When do we say YES and when do we say NO? Making choices can protect our self from unhappiness — or from happiness! Here are some quotes from writers about the values of saying yes or no. And you’ll notice some contradictions between the writers; these are offered as food for thought, not the final answer.
When you learn to say yes to yourself, you will be able to say no to others, with love.
Love yourself enough to set boundaries. Your time and energy are precious. You get to choose how you use it. You teach people how to treat you by deciding what you will and won’t accept.
Say Yes. Whatever it is, say yes with your whole heart & simple as it sounds that’s all the excuse life needs to grab you by the hands and start to dance.
I never intended to disappoint you. You created a one sided promise I never agreed to. Note to self: A request is not an obligation. A one-side promise is the recipe for resentment.
It takes effort to say no when our heart and brains and guts and, most important, pride are yearning to say yes. Practice.
For all that has been,
Thank you.
For all that is to come,
Yes!
I don’t know Who — or what — put the question, I don’t know when it was put. I don’t even remember answering. But at some moment I did answer Yes to Someone — or Something — and from that hour I was certain that existence is meaningful and that, therefore, my life, in self-surrender, had a goal.
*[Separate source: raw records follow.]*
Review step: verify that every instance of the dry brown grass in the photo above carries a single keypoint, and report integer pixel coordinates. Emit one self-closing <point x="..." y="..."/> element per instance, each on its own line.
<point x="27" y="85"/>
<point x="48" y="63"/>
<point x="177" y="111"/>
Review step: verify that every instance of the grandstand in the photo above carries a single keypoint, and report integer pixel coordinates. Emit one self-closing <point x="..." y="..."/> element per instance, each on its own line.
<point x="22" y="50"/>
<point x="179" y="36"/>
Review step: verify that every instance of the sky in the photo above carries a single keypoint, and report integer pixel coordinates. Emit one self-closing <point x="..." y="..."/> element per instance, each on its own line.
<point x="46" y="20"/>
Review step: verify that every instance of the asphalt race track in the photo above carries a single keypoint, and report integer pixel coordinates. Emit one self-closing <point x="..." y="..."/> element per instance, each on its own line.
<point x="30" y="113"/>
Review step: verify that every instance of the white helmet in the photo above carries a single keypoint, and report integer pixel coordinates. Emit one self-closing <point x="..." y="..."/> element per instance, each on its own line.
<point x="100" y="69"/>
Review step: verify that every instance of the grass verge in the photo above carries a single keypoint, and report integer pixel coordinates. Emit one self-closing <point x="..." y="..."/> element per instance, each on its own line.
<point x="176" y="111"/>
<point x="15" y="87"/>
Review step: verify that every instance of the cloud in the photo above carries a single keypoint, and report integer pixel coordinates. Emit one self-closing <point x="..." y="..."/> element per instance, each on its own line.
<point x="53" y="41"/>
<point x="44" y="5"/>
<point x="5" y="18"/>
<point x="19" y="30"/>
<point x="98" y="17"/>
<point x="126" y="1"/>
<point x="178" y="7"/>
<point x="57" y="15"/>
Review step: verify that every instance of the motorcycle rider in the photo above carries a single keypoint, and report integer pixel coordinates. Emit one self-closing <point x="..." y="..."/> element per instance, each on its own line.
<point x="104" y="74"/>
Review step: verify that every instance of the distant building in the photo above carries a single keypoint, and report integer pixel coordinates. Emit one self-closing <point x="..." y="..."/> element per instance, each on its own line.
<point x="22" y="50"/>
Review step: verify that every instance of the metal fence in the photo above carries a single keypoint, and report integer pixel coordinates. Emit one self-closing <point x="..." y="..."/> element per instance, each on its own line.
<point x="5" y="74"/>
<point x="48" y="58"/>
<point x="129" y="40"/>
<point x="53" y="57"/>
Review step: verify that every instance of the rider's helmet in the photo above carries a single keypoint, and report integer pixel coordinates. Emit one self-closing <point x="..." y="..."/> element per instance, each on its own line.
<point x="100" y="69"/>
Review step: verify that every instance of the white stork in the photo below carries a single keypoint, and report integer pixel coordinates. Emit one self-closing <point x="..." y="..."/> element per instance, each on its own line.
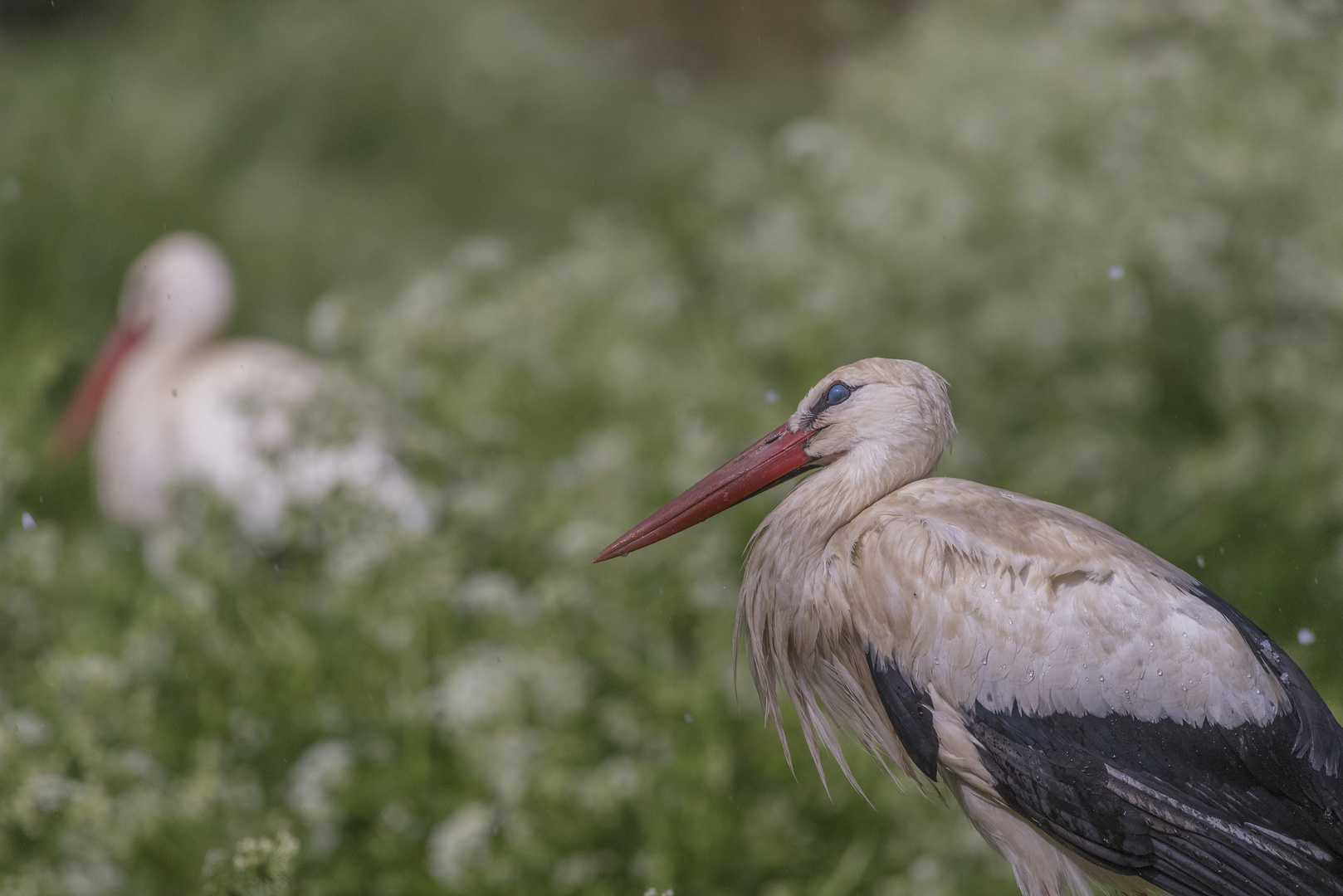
<point x="1097" y="712"/>
<point x="172" y="410"/>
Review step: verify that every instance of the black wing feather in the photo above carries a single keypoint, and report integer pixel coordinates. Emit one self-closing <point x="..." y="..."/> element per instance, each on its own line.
<point x="910" y="712"/>
<point x="1197" y="811"/>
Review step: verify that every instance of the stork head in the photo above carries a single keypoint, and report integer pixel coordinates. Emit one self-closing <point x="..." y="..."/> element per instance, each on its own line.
<point x="178" y="295"/>
<point x="881" y="422"/>
<point x="179" y="292"/>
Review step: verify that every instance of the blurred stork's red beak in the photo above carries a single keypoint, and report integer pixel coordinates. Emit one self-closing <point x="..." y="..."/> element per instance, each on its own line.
<point x="775" y="458"/>
<point x="82" y="410"/>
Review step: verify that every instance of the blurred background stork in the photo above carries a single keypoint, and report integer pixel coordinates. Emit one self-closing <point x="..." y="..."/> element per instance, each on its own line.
<point x="582" y="250"/>
<point x="256" y="423"/>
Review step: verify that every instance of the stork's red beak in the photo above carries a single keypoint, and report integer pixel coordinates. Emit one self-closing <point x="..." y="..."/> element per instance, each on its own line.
<point x="84" y="409"/>
<point x="777" y="457"/>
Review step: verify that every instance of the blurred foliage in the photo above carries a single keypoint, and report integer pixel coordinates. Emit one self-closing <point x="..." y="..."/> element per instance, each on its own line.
<point x="1114" y="229"/>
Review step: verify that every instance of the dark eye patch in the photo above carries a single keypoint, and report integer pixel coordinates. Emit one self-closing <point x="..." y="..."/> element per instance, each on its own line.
<point x="838" y="392"/>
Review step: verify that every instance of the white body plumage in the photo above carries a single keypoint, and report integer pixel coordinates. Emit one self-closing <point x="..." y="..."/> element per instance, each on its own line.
<point x="1097" y="712"/>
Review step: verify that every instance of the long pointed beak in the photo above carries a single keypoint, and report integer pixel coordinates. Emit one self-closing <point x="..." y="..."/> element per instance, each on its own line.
<point x="82" y="410"/>
<point x="777" y="457"/>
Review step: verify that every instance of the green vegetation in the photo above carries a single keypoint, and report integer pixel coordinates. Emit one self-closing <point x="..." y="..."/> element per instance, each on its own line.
<point x="1114" y="229"/>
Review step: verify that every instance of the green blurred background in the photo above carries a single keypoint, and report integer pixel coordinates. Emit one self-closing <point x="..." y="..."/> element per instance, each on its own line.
<point x="588" y="249"/>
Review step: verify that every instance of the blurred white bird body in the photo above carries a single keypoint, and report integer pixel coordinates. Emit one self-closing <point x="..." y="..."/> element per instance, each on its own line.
<point x="1097" y="712"/>
<point x="175" y="410"/>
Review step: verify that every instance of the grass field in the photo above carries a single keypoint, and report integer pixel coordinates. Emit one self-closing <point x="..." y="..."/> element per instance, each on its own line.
<point x="582" y="282"/>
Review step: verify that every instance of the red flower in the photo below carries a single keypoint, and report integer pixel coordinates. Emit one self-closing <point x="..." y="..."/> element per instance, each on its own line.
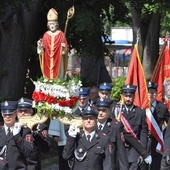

In youth, it was a way I had,
To do my best to please.
And change, with every passing lad
To suit his theories.
But now I know the things I know
And do the things I do,
And if you do not like me so,
To hell, my love, with you.
…there are often many things we feel we should do that, in fact, we don’t really have to do. Getting to the point where we can tell the difference is a major milestone in the simplification process.
Never allow a person to tell you no who doesn’t have the power to say yes.
It takes true courage and real humility to say NO or YES!
This is what is hardest: to close the open hand because one loves.
It is good to be helpful and kindly, but don’t give yourself to be melted into candle grease for the benefit of the tallow trade.
A diary means yes indeed.
Honoring your own boundaries is the clearest message to others to honor them, too.
No is easier to do. Yes is easier to say.
When I claim more than what I can handle, I limit the opportunities for another person in my community.
It is the delusion that the self is so separate and fragile that we must delineate and defend its boundaries; that it is so small and so needy that we must endlessly acquire and endlessly consume; and that as individuals, corporations, nation-states, or a species, we can be immune to what we do to other beings.
Don’t be reckless with other people’s hearts, and don’t put up with people that are reckless with yours.
Not every opportunity it meant to be my assignment.
Saying yes all the time won’t make me Wonder Woman. It will make me a worn out woman.
Although the act of nurturing another’s spiritual growth has the effect of nurturing one’s own, a major characteristic of genuine love is that the distinction between oneself and the other is always maintained and preserved.
If you travel far enough, one day you will recognize yourself coming down the road to meet you and you will say yes.
All the mistakes I ever made in my life were when I wanted to say No, and said Yes.
What’s helped with saying no to others is asking myself first if I’m saying yes out of guilt or fear. If so, then it’s a polite no.
If you must say yes, say it with an open heart. If you must say no, say it without fear.
When you say YES to others, make sure you are not saying NO to yourself.
Sometimes we receive the power to say yes to life. Then peace enters us and makes us whole.
There is no meaningful yes unless the individual could also have said no.
People that hold onto hate for so long do so because they want to avoid dealing with their pain. They falsely believe if they forgive they are letting their enemy believe they are a doormat. What they don’t understand is hatred can’t be isolated or turned off. It manifests in their health, choices and belief systems. Their values and religious beliefs make adjustments to justify their negative emotions. Not unlike malware infesting a hard drive, their spirit slowly becomes corrupted and they make choices that don’t make logical sense to others. Hatred left unaddressed will crash a person’s spirit. The only thing he or she can do is to reboot, by fixing him or herself, not others. This might require installing a firewall of boundaries or parental controls on their emotions. Regardless of the approach, we are all connected on this “network of life” and each of us is responsible for cleaning up our spiritual registry.